Конечно, Эйвери мог бы использовать десятки других приложений для переписки. Вот только деньги начали поступать еще до того, как Эйвери вернул свой телефон.
В общем, что-то не сходилось. А Грей не любил головоломки, которые невозможно было решить. Ему нужен был ответ, и он поклялся, что поговорит с Эйвери еще раз, когда вернется домой. Возможно, на этот раз ему удастся убедить его разделить с ним это время.
Но Эйвери был не один. Молодой человек, сидевший рядом с ним на диване, показался ему смутно знакомым.
Грей остановился в шаге от двери, изучая их. Он все еще привыкал к новому цвету волос Эйвери, темно-оранжевому у корней, переходящему в желтый на кончиках, словно языки пламени на макушке. Грей иногда задавался вопросом, остались ли они такими же шелковистыми, как раньше.
Он удивился, но не стал выяснять.
У друга Эйвери были короткие каштановые волосы. Глаза покраснели от слез. К левой щеке он прижимал пакет со льдом.
- Грей, - сказал Эйвери испуганно, как всегда в последнее время, в тех редких случаях, когда у него вообще была причина поговорить с Греем. - Ты помнишь моего друга Дерика? Он был со мной на БДСМ-вечеринке в тот вечер, когда мы с тобой познакомились.
- О. Верно. - Было трудно сравнить ясноглазого саба, которого Грей встретил той ночью, с избитым мальчиком на диване.
- Дерику нужно где-то остановиться, - сказал Эйвери. - Только на одну-две ночи.
Грей подавил желание застонать. Меньше всего ему хотелось, чтобы еще один Эйвери занял место в его слишком маленьком доме. Но, судя по выражению лица парня, Грей был бы самым большим мудаком в мире, если бы сказал «нет».
- Кто это сделал? - Спросил Грей, адресуя свой вопрос Дерику. - Твой парень?
Дерик избегал встречаться с ним взглядом.
- Ничего страшного. Я попал в аварию, вот и все.
- В аварию под чей-то кулак?
Дерик отвел глаза.
- Я сказал то, чего не должен был говорить.
Грей опустился в кресло напротив дивана. Ему хотелось снять форму, но он решил, что может и подождать. Был шанс, что сегодня вечером он произведет еще один арест.
- Неважно, что ты сказал. Это не дает ему права бить тебя.
Дерик пожал плечами, хотя стыд в его глазах противоречил небрежности этого жеста.
- Таков стиль жизни, верно? Ты же знаешь, как это бывает. - Он взглянул на хлысты, плети и паддлы, развешанные на стене. - Он отдал приказ. Я не выполнил его. Это означает наказание. Вот как это работает. Ты, как никто другой, должен понимать.
В груди Грея шевельнулся темный, застарелый гнев. Он терпеть не мог, когда хулиганы использовали БДСМ в качестве оправдания.
- Насилие не имеет ничего общего с образом жизни. Только если ты сам об этом не попросишь. И я не имею в виду плохое поведение. Я имею в виду, только если ты буквально напрашиваешься на то, чтобы тебя ударили по лицу, потому что тебе это нравится.
Дерик ощетинился.
- Может, и так.
- Ты не любишь боль. Ты сам мне это сказал.

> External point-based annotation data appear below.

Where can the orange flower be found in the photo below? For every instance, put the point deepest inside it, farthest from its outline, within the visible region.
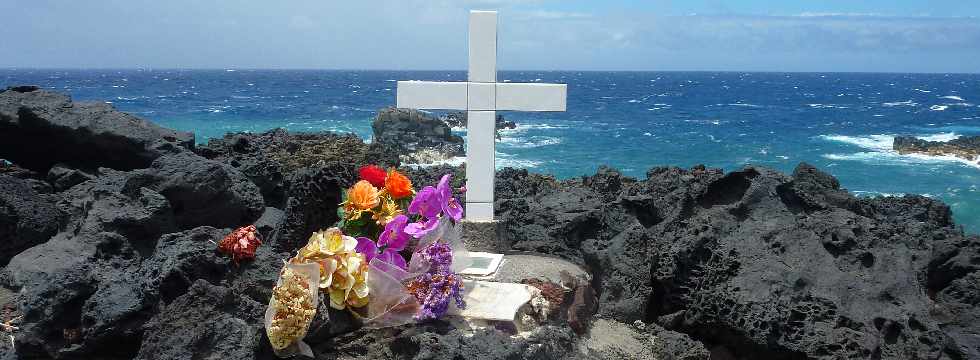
(398, 185)
(363, 196)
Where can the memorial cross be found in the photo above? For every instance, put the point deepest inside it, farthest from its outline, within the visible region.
(481, 96)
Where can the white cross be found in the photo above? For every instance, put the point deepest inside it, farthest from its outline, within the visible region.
(481, 96)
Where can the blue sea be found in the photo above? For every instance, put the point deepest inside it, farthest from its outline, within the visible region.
(841, 122)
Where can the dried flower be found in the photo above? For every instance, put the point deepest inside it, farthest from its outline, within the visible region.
(343, 271)
(434, 291)
(240, 244)
(398, 186)
(294, 309)
(374, 175)
(363, 196)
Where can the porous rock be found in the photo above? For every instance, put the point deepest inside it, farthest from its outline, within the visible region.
(207, 322)
(269, 159)
(27, 218)
(408, 131)
(754, 263)
(40, 128)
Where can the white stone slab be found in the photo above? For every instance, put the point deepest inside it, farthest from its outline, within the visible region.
(480, 167)
(479, 212)
(482, 263)
(483, 46)
(431, 95)
(481, 96)
(531, 97)
(493, 301)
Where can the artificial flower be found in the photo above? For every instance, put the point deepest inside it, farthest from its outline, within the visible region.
(450, 206)
(348, 286)
(421, 228)
(363, 196)
(435, 288)
(326, 243)
(343, 271)
(241, 243)
(426, 203)
(374, 175)
(293, 309)
(392, 240)
(397, 185)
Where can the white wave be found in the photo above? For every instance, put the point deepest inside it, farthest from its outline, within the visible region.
(894, 158)
(517, 163)
(528, 143)
(872, 142)
(826, 106)
(882, 152)
(861, 193)
(521, 128)
(940, 137)
(454, 161)
(901, 103)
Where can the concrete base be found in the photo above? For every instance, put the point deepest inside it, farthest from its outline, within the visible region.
(518, 267)
(482, 236)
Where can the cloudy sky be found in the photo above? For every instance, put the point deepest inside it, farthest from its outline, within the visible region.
(745, 35)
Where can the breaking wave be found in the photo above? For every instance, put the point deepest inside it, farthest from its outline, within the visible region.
(882, 153)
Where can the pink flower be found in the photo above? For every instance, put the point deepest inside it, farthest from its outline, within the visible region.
(450, 206)
(426, 203)
(392, 240)
(420, 228)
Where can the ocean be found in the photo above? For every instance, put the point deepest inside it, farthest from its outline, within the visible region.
(841, 122)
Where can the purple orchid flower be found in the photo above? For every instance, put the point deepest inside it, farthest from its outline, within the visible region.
(450, 206)
(426, 203)
(392, 240)
(421, 228)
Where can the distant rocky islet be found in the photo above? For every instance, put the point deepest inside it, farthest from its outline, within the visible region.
(107, 255)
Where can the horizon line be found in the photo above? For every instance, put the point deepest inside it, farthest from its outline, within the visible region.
(16, 68)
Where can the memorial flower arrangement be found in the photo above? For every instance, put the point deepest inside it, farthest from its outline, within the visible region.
(361, 263)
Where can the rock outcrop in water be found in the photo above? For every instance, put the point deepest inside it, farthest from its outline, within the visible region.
(459, 119)
(964, 147)
(684, 264)
(417, 137)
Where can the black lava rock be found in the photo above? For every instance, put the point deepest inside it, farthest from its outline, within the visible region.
(40, 128)
(27, 218)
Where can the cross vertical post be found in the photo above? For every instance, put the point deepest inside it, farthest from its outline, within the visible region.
(481, 96)
(481, 115)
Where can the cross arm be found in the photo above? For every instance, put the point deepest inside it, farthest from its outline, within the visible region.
(531, 97)
(431, 95)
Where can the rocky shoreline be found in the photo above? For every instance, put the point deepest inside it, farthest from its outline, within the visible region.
(964, 147)
(106, 223)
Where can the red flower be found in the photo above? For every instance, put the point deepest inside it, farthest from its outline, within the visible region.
(374, 175)
(240, 244)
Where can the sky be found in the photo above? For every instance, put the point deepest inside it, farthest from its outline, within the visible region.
(657, 35)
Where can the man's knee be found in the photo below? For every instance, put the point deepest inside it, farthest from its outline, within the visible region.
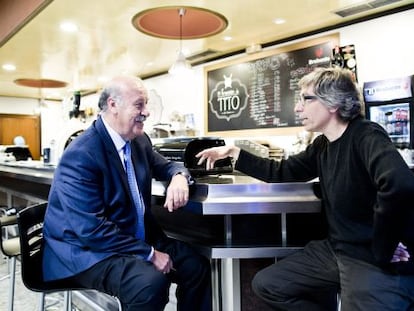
(154, 290)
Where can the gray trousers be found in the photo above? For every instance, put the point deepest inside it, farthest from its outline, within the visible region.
(310, 279)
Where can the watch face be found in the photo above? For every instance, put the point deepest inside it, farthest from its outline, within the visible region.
(350, 63)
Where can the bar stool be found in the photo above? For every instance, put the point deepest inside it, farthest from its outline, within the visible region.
(30, 223)
(10, 247)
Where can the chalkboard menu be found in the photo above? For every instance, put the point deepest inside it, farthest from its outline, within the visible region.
(260, 92)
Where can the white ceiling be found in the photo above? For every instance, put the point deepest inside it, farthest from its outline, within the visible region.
(106, 43)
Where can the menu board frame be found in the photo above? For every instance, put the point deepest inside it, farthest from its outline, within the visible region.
(231, 92)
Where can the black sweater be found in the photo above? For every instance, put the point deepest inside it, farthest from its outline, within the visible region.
(367, 190)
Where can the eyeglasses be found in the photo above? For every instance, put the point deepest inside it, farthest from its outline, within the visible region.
(307, 98)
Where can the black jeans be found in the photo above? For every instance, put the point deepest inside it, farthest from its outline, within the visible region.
(310, 279)
(140, 287)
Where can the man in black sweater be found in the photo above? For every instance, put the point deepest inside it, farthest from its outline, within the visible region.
(367, 192)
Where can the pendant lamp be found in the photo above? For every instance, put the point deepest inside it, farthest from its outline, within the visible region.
(181, 65)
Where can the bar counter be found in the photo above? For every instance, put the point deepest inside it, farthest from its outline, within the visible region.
(227, 218)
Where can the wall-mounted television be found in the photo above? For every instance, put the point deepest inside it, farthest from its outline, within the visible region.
(390, 103)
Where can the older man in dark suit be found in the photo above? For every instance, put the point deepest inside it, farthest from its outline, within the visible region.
(94, 229)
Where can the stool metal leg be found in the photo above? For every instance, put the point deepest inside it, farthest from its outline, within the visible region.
(12, 262)
(42, 301)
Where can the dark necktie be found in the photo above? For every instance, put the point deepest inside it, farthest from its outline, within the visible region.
(136, 195)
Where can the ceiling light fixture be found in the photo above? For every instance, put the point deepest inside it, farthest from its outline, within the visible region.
(181, 65)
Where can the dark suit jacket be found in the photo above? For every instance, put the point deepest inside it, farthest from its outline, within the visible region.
(90, 215)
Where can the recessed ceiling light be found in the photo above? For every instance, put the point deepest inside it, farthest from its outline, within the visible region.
(68, 27)
(9, 67)
(279, 21)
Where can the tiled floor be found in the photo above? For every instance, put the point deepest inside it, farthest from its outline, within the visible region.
(25, 300)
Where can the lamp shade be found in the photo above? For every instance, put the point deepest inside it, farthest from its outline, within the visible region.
(180, 66)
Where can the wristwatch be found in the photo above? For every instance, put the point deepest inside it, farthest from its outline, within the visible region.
(190, 179)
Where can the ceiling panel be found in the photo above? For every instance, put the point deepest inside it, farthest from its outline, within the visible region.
(107, 44)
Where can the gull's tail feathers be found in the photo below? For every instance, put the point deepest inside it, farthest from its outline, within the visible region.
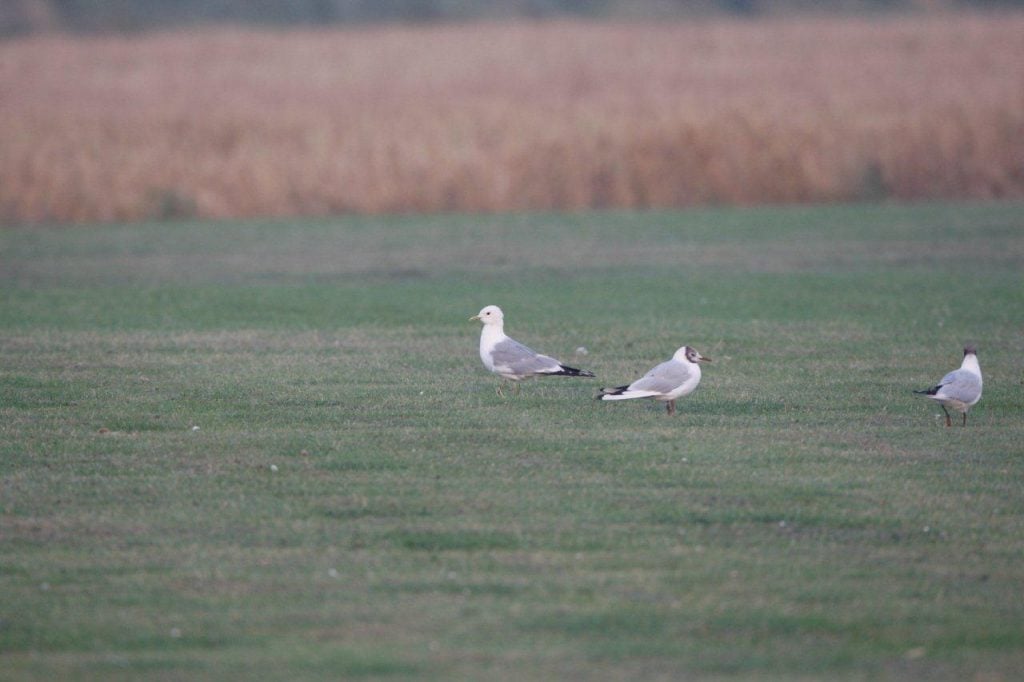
(623, 393)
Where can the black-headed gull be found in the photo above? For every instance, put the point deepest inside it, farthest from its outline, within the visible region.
(509, 358)
(961, 389)
(668, 381)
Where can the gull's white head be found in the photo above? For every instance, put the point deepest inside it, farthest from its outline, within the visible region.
(492, 314)
(687, 354)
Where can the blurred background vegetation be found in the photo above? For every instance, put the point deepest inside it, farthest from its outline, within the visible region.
(22, 16)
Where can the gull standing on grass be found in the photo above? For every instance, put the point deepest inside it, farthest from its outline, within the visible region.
(509, 358)
(668, 381)
(961, 389)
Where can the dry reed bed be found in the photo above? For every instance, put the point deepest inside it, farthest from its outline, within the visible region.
(501, 118)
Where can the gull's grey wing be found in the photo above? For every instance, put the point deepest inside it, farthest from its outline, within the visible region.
(520, 359)
(664, 378)
(960, 385)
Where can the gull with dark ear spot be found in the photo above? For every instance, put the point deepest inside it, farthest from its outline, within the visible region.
(668, 381)
(509, 358)
(961, 389)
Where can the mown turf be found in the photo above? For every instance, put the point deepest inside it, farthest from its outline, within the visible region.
(268, 451)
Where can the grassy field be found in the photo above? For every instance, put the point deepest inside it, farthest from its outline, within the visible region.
(497, 118)
(268, 450)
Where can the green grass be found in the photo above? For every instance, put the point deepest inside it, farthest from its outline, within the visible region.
(803, 516)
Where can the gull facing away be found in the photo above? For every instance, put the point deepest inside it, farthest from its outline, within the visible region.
(668, 381)
(961, 389)
(509, 358)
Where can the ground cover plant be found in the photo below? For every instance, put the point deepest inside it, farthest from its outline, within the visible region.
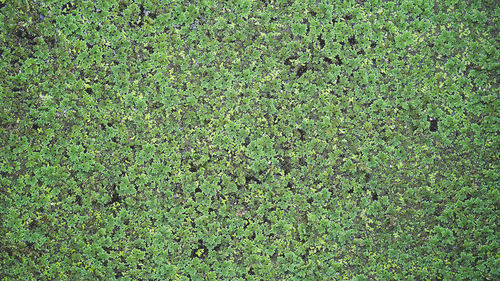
(249, 140)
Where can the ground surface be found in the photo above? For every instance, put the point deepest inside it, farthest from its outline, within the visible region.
(251, 140)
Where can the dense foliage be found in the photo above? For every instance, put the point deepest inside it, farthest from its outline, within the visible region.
(249, 140)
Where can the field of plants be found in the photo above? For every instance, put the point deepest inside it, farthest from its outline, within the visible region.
(249, 140)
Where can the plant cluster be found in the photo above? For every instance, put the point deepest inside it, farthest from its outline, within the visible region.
(249, 140)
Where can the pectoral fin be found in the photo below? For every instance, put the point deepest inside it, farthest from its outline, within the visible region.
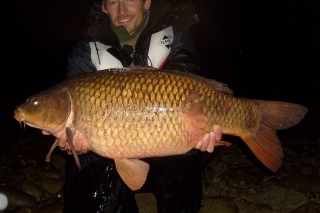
(132, 171)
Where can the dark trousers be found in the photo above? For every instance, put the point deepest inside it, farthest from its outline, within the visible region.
(175, 181)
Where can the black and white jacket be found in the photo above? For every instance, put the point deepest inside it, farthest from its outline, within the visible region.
(165, 43)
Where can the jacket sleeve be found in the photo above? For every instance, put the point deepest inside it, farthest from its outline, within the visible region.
(183, 56)
(79, 60)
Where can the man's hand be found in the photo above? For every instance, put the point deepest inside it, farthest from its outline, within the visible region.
(210, 139)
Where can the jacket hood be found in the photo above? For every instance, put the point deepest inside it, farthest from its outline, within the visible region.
(162, 13)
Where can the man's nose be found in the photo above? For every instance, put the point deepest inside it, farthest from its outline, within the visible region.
(122, 9)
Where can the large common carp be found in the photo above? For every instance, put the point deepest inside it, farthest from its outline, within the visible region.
(139, 112)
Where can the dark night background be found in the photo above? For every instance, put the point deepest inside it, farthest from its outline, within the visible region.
(261, 49)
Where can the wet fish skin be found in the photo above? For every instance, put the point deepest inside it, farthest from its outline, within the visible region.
(141, 112)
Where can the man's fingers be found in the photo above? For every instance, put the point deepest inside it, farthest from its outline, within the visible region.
(218, 132)
(211, 142)
(206, 141)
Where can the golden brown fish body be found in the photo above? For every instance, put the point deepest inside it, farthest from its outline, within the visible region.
(141, 112)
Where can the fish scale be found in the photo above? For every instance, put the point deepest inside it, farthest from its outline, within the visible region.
(138, 112)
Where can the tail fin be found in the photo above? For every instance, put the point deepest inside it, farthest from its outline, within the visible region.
(264, 143)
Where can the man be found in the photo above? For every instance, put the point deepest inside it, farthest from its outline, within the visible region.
(137, 36)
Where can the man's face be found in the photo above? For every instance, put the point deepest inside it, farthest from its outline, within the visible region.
(128, 13)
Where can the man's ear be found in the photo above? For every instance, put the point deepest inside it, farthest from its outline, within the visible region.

Дерик, казалось, поник от этого.
- Ты хочешь выдвинуть обвинения?
- Что? Нет!
- Дай мне адрес, и я немедленно отправлюсь за ним.
Дерик покачал головой.
- Все совсем не так, ок? Он не такой. Это было всего один раз.
Эйвери нахмурился и отвернулся. Казалось, он не думал, что это был разовый инцидент, но Грей знал, что спорить бессмысленно. Он видел это слишком много раз. Он достал свой бумажник и вытащил из него две карточки.